One of Canada’s most influential groups of artists, General Idea typified the irreverent spirit that swirled in the country’s art and culture throughout the late 20th century. Decidedly anti-establishment and brimming with both social criticism and playfulness, the collective trio was an icon of queer culture that sported the veneer of consumerist culture. Early next month, the National Gallery of Canada will pay homage to General Idea with its largest retrospective to date.

Comprised of three Canadian artists Felix Partz, Jorge Zontal and AA Bronson, General Idea established strong geographical and cultural roots in Toronto and New York from 1969 to 1994. They were leading pioneers and influencers in the spheres of conceptual and installation art, using images of modern life – such as drugs, advertising, kink culture and television – to present a twisted mirror to society. Of their Miss General Idea 1971 Beauty Pageant where people of any gender could be candidates, to their massive display of blue and white pills in the facility One year of AZTto their surprisingly ambivalent and poignant series AIDSa shipment of Robert Indiana’s iconic LOVE; General Idea’s works derided, challenged and inspired.

One year of AZT by General Idea; courtesy of the National Gallery of Canada and Sarah EK Smith.

Tragically, two-thirds of the band died in 1994 – Partz and Zontal died of complications from AIDS. In many ways, the works that General Idea created towards this bitter end of the group were injected with the most personal quality of their art. Shamelessly bringing the struggles they and their community have faced with people like One year of AZT and AIDSthe group’s insistence – as well as their playfulness, visible in pieces such as play doctor— has not diminished in the least in the face of the terrifying epidemic. Many parallels can be drawn between their work and that of Andy Warhol at the time, but General Idea, as always, was unafraid to wear its identity on its sleeves and embrace the queer community through its work.

AIDS by General Idea; courtesy of ACI and Sarah EK Smith.

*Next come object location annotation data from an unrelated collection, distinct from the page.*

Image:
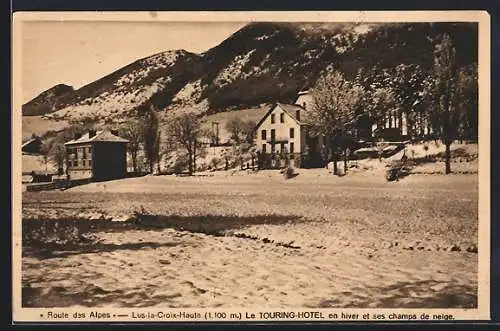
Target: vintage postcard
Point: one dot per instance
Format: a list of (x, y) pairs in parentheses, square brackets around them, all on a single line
[(251, 166)]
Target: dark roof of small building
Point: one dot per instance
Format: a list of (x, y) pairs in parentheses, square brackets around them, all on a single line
[(103, 135), (30, 141)]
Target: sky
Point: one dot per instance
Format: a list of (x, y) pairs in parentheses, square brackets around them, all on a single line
[(78, 52)]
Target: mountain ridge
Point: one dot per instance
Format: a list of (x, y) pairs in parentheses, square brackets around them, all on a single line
[(259, 63)]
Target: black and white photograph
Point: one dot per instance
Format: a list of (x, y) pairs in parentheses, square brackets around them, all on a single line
[(245, 162)]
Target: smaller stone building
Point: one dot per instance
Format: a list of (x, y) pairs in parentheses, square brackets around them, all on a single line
[(96, 155)]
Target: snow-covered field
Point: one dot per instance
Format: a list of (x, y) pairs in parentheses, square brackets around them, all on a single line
[(258, 240)]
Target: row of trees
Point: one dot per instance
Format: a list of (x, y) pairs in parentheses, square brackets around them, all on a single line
[(444, 99)]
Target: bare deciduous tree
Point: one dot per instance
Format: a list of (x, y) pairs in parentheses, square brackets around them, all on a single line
[(151, 136), (334, 107), (133, 132), (445, 93), (185, 131)]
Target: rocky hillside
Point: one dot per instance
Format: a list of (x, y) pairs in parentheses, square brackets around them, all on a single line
[(47, 101), (262, 62)]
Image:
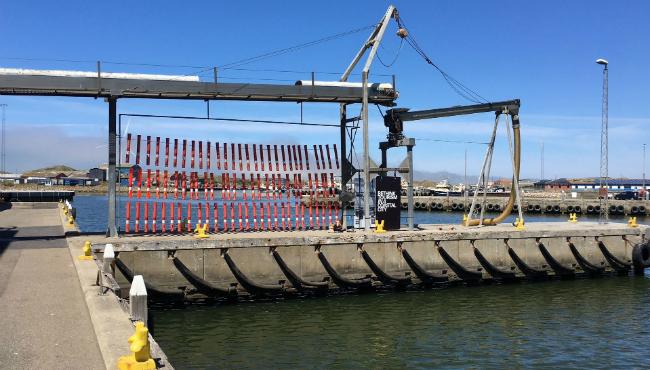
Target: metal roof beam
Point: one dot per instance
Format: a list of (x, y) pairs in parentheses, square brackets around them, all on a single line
[(186, 90)]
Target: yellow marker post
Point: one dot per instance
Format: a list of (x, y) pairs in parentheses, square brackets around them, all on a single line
[(200, 231), (519, 224), (632, 222), (379, 227), (87, 252), (140, 359)]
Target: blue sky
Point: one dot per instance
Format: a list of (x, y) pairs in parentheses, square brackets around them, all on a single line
[(540, 52)]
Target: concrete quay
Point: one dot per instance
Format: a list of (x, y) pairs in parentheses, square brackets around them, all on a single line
[(51, 312), (263, 263), (531, 205)]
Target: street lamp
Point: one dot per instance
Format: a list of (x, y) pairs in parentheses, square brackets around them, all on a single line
[(604, 188)]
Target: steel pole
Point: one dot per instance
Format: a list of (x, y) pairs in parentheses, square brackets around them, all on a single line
[(343, 156), (112, 156), (366, 153)]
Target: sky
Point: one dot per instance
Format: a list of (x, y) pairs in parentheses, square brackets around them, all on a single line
[(540, 52)]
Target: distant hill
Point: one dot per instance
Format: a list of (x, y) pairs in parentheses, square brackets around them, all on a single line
[(452, 178), (49, 170)]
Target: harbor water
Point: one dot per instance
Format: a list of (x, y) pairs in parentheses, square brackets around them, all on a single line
[(582, 323)]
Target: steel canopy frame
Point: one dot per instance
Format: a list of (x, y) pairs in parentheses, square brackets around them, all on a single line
[(112, 89)]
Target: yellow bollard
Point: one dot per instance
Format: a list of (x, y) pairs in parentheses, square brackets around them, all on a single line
[(200, 231), (632, 222), (519, 224), (140, 359), (87, 252)]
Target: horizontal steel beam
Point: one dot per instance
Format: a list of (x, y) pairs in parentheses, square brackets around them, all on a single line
[(187, 90)]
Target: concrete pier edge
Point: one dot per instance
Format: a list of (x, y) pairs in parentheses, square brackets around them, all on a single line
[(110, 321)]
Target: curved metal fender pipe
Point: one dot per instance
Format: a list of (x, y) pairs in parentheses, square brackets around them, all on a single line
[(530, 272), (641, 257), (340, 280), (555, 265), (493, 270), (381, 274), (245, 282), (152, 290), (584, 264), (513, 196), (618, 265), (462, 272), (294, 279), (422, 274), (201, 285)]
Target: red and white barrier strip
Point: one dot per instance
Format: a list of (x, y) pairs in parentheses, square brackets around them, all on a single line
[(154, 215), (215, 221), (218, 154), (241, 165), (137, 149), (208, 160), (166, 152), (192, 153), (299, 149), (127, 226), (157, 159), (172, 217), (233, 183), (131, 182), (211, 186), (128, 148), (290, 157), (148, 158), (157, 178), (322, 157), (137, 217), (225, 156), (316, 158), (140, 183), (165, 183), (163, 217), (248, 163), (336, 157), (275, 216), (232, 154), (243, 184), (329, 158), (184, 153), (296, 164), (175, 153)]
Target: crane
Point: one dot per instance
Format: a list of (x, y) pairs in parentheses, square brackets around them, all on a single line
[(394, 120)]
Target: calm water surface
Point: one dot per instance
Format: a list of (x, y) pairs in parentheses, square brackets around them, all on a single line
[(585, 323)]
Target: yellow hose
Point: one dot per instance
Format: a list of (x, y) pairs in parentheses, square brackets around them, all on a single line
[(511, 201)]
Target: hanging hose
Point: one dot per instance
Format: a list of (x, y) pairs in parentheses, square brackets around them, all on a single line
[(515, 176)]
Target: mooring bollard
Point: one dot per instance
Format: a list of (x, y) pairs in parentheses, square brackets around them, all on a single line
[(138, 300), (140, 357), (87, 252)]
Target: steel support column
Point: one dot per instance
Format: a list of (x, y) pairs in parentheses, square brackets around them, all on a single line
[(409, 189), (343, 116), (112, 159), (366, 153)]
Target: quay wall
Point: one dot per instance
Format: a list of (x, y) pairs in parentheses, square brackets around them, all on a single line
[(449, 253)]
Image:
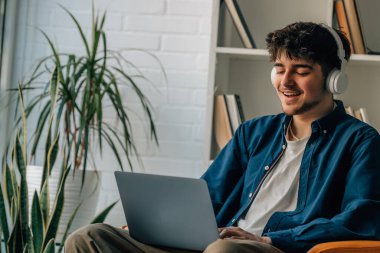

The General Idea Archive has been part of the National Gallery of Canada’s collection for some time, and the NGC retrospective aims to dive deep into the works of this truly iconic trio. Encompassing over 200 works spanning their two and a half decades together, it will combine “major installations as well as publications, videos, drawings, paintings, sculptures and archival material.” Accompanying it is a new 756-page book titled GENERAL IDEA which explores the works of the collection and the collective at large. The gallery also organizes the General Ideas Symposium on June 4 to explore with scholars the influence of General Idea.

General Idea was the exact kind of force that modern art should be – biting, intelligent and emotionally honest. They delved into aspects of popular culture closer than we’re supposed to, and in doing so, they struck gold. Self-mythology, fame and cunning self-promotion made the trio icons before anyone knew it – and now the National Gallery of Canada can help whole new generations of artists to realize it too.